Im Rahmen dieser Serie unterhalte ich mich mit Protagonisten der Freien Szene darüber, was sie bewegt und antreibt. Heute ist es Charles Petersohn. Der Musikproduzent, Musiker, DJ, Veranstalter und Netzwerker begann 1985 autodidaktisch mit der Musik. Ein zweites Standbein: Die interkulturelle Kulturarbeit beim Caritas-Verband Wuppertal-Solingen – eine Herzensangelegenheit, dass Migration nicht nur durch Beratung, sondern auch durch Theater, Konzerte, Workshops und damit durch Begegnungen gelingt. Neben den Menschen in seinem Umfeld inspirieren ihn vor allem Peter Kowald und Pina Bausch; beide schufen mit ihrer Kunst eine universelle Sprache, die weltweit verstanden wird. Im Gespräch mit der WZ spricht er darüber, wie Musik die Welt abbildet und er diese Überzeugung der Verständigung nach außen trägt.
Erschienen am 04.09.2025 in der Westdeutschen Zeitung.

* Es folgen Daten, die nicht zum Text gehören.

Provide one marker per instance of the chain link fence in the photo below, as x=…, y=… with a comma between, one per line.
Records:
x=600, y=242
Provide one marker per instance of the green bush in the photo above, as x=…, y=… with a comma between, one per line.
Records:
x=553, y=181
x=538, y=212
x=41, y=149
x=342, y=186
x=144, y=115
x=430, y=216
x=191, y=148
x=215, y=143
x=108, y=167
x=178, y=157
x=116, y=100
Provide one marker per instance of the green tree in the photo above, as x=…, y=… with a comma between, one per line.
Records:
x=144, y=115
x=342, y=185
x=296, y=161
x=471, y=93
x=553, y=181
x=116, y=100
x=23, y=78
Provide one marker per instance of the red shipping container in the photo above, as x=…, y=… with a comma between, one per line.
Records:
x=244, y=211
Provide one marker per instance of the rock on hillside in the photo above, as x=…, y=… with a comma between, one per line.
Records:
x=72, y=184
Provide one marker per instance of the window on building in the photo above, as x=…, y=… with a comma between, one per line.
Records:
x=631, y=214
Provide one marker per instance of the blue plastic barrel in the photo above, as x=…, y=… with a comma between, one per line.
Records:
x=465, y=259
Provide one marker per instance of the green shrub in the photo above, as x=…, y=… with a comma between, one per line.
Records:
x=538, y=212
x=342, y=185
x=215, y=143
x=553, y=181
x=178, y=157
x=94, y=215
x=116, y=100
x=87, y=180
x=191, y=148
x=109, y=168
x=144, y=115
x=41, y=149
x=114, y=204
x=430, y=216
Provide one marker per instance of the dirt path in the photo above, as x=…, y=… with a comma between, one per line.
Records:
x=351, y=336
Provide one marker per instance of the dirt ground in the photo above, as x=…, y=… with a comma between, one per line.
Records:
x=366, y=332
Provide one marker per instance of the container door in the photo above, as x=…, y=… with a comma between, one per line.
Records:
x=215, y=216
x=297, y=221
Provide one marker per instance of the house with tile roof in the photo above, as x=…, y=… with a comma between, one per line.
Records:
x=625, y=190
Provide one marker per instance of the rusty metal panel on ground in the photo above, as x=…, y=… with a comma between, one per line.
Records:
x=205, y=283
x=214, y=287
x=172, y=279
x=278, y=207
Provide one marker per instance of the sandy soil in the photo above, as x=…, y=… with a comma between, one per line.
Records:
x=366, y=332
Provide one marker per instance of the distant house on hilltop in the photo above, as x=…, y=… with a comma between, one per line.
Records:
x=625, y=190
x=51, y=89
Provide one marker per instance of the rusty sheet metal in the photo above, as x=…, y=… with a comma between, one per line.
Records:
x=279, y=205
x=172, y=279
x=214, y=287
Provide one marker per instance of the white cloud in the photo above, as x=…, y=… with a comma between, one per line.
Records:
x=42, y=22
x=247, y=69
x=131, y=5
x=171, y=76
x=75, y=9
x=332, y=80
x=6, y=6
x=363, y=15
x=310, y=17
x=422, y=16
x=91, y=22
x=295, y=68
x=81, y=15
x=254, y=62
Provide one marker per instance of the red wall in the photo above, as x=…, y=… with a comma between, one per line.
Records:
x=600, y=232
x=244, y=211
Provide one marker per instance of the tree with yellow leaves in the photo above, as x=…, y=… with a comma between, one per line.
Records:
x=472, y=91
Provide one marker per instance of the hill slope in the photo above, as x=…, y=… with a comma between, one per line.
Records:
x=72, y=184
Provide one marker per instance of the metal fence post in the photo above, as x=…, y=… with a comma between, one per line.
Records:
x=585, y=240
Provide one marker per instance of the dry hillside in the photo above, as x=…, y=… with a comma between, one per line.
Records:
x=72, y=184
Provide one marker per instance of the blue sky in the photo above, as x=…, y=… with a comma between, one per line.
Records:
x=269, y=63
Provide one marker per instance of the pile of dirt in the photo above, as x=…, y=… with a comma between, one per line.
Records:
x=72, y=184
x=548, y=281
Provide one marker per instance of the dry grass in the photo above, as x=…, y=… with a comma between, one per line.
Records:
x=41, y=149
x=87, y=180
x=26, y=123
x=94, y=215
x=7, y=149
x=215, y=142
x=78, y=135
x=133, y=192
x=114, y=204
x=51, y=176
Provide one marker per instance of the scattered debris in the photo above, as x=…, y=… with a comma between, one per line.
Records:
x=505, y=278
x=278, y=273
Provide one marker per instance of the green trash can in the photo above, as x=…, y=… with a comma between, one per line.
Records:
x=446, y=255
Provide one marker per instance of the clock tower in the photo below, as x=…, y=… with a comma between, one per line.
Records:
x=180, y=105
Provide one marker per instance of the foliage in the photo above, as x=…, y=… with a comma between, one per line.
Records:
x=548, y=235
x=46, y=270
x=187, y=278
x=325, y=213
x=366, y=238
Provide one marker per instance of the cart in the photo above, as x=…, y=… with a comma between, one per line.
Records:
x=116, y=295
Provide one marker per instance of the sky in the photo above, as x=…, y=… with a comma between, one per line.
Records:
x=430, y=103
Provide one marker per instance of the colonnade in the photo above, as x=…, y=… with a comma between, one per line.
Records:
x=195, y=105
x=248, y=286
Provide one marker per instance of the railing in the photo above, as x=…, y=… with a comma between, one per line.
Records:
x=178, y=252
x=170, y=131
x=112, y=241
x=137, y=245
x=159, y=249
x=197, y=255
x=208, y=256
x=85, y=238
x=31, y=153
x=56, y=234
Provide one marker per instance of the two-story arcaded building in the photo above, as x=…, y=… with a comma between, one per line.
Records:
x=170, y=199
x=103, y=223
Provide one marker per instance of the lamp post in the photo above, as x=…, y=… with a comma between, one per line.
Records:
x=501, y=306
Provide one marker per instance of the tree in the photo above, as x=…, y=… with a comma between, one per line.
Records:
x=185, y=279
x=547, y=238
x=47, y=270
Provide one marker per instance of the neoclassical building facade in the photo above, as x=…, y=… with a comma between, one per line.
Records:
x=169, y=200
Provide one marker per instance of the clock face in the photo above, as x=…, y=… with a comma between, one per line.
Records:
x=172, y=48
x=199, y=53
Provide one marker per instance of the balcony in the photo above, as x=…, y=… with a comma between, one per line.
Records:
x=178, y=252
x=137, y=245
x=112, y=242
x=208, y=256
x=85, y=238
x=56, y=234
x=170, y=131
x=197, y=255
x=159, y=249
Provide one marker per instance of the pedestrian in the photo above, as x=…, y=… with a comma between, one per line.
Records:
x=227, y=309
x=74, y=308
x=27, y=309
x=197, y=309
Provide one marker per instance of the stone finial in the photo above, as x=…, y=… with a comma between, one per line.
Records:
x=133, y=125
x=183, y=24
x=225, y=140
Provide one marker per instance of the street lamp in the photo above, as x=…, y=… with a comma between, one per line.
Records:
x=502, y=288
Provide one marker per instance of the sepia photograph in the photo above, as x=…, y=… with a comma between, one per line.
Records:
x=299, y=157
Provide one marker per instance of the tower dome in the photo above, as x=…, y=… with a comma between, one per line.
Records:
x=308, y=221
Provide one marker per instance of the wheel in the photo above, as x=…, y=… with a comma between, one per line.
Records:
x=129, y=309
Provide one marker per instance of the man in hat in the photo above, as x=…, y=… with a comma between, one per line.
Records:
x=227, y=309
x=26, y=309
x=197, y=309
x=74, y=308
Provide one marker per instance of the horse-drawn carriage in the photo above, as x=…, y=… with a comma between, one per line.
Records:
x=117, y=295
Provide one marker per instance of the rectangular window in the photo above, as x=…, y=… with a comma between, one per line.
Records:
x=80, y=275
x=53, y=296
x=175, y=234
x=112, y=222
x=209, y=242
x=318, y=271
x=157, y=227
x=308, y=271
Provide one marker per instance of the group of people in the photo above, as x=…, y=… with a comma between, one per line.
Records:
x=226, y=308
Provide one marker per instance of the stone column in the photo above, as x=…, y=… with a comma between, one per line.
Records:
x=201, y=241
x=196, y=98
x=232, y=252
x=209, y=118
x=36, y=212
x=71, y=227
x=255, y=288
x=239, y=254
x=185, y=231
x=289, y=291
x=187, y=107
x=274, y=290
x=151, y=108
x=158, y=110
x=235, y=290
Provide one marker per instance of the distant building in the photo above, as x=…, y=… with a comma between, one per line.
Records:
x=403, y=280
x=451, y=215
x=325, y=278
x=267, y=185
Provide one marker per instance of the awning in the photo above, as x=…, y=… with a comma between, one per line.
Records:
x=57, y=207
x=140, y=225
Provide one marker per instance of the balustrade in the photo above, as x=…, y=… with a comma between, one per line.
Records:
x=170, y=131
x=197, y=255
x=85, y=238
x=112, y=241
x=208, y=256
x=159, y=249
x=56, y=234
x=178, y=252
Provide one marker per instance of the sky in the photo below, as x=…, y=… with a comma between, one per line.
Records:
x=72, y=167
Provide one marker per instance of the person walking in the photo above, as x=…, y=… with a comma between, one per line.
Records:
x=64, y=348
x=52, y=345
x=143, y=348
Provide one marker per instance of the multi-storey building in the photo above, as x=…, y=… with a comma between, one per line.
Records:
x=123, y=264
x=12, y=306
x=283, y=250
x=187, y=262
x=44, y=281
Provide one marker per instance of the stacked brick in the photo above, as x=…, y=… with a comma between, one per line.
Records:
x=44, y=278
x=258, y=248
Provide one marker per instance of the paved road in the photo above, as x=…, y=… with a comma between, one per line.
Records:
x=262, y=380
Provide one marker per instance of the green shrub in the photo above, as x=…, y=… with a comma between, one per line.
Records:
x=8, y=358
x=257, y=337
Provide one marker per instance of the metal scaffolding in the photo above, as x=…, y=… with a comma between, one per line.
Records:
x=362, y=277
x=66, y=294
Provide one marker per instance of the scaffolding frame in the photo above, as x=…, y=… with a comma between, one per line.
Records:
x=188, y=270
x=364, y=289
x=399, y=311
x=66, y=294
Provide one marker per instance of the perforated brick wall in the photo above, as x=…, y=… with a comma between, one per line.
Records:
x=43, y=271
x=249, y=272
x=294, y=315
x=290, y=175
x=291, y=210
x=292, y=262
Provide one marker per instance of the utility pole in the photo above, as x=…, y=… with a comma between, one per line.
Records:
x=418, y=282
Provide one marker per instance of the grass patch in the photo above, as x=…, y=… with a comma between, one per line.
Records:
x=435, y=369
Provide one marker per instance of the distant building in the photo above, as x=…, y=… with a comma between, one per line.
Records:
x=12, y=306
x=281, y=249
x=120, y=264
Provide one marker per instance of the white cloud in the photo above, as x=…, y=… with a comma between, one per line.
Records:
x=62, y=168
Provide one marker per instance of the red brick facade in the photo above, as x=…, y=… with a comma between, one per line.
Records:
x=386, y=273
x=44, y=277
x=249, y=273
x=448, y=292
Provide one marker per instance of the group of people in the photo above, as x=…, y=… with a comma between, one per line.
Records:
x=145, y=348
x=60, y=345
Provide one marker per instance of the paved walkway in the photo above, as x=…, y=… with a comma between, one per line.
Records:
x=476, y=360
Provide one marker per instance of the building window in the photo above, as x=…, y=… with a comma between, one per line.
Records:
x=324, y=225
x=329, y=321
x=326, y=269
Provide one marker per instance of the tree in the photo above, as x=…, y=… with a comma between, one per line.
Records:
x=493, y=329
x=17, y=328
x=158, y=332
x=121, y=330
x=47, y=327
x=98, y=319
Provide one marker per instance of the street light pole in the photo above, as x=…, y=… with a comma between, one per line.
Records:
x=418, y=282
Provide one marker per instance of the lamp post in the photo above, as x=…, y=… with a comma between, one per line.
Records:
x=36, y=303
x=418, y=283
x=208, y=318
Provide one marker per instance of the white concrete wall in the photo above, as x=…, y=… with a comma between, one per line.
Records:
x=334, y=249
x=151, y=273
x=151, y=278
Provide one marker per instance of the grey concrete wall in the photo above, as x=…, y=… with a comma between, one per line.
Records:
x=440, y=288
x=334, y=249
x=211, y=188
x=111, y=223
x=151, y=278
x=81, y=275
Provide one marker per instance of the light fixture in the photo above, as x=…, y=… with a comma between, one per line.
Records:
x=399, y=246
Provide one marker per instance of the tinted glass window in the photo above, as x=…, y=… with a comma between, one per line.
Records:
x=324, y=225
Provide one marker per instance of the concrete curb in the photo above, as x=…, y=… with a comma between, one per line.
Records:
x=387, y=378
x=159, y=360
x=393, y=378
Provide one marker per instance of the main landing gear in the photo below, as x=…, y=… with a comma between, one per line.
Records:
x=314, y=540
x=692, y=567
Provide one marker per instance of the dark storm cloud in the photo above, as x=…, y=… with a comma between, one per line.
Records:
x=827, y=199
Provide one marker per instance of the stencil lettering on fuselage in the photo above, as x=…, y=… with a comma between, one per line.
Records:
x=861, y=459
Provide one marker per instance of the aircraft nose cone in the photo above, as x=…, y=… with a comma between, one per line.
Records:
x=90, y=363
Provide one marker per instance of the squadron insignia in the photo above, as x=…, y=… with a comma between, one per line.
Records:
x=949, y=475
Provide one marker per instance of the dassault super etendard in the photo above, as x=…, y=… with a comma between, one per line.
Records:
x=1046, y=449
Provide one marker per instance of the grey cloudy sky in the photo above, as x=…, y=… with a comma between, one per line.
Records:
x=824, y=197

Warum machst Du, was Du machen?
Ich wollte mit Musik herausfinden, was mich ausmacht, und das der Welt mitteilen – anfangs in Berlin und seit vielen Jahren hier in Wuppertal. Ich habe erkannt, dass ich früher vor allem mit Texten – heute mit Klängen – etwas zum Ausdrucken bringen kann, das mich persönlich bewegt. In den Klängen anderer Kulturen fühlte ich mich schon immer sehr wohl. Ich mische und verbinde Sounds, um zu zeigen: Auch wenn die Einflüsse aus Afrika, Brasilien oder Asien stammen – im Endeffekt ist es eine Musik. Und diese eine Musik bildet diese eine Welt und uns alle Menschen ab.
In deiner Kunst steckt Haltung. Wie bewusst ist Dir der politische Aspekt?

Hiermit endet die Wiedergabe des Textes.